The current meta-analysis included 32 studies totaling around 10,200 people. Each participant supplied data pertaining to the quality of their sleep via a questionnaire. This included data on their sleeping habits such as how long they need to fall asleep, total sleeping time per day, and whether they used any type of sleeping aids. A higher score on these questionnaires was indicative of worse sleeping quality.

For a large part of these 32 studies, participants also made an overnight visit to a sleep lab (the kind of lab where sleep disorders are diagnosed). Here, their brain activity patterns, levels of blood oxygen, heart rate, and eye movement patterns were recorded as they slept.

Adults who also reported experiencing migraines had overall higher average scores on the questionnaires than adults who didn’t suffer from migraines. A moderate amount of this difference was attributable to the migraines themselves, the team explains, adding that patients with chronic migraines scored even higher on average than all others (both those with migraines and those without).

Children with migraines slept less overall, had more wake time per day, and fell asleep faster than those without migraines. The team explains that it’s possible these children fall asleep more quickly because they’re sleep-deprived.

Both adults and children with migraines got lower relative levels of REM sleep — as a percentage of their total sleep time — than their healthy counterparts.

“Our analysis provides a clearer understanding of migraines and how they affect sleep patterns and illustrates the impact these patterns might have on a person’s ability to get a good night’s sleep,” Hoffmann said.

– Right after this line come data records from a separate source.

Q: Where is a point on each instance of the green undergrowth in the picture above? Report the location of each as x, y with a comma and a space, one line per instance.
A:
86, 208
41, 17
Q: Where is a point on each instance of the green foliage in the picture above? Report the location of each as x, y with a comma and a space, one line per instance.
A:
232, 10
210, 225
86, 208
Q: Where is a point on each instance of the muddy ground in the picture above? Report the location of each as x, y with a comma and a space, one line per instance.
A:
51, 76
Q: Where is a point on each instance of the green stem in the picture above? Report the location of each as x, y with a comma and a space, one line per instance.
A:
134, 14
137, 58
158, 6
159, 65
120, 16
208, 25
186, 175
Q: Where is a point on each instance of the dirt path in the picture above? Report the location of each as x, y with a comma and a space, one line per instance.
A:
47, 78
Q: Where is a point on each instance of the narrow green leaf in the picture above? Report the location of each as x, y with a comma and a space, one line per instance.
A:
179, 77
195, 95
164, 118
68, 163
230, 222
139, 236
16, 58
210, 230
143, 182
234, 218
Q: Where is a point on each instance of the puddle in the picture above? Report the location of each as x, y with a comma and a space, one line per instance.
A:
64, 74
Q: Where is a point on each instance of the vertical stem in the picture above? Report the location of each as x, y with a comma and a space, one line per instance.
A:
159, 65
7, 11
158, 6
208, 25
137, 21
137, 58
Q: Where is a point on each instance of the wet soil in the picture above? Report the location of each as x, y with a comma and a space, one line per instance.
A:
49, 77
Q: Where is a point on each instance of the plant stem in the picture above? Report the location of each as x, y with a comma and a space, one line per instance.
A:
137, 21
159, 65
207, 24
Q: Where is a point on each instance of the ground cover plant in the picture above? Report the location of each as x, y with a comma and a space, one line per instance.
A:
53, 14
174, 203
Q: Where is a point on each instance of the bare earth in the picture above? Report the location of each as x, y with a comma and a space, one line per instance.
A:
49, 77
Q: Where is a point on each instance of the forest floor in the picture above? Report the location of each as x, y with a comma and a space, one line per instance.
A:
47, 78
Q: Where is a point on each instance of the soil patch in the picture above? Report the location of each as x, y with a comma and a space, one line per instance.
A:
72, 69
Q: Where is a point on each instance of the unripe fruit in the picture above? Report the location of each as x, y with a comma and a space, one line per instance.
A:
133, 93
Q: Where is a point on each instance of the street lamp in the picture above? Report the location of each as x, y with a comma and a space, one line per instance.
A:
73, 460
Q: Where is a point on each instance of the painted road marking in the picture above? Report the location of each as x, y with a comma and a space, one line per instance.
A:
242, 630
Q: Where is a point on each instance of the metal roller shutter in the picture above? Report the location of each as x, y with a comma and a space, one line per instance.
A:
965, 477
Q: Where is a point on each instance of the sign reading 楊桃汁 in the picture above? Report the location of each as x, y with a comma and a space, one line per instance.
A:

The study is correlational in nature — it can identify that certain traits go together, such as migraines and lower levels and quality of sleep. That being said, it can’t be used to determine that one causes the other. Another limitation of the meta-study was that the original studies didn’t account for patient’s use of any medication that could affect their sleep cycles.

That being said, the results are enough to show that patients with migraines do have “significantly poorer” perceptions of their own sleep quality, and also show important actual changes in their sleeping patterns and quality of sleep. As such, doctors treating patients suffering from migraines should take these two issues into account and take steps to help their patients better deal with them.

The paper “Subjective Sleep Quality and Sleep Architecture in Patients With Migraine: A Meta-analysis” has been published in the journal Neurology.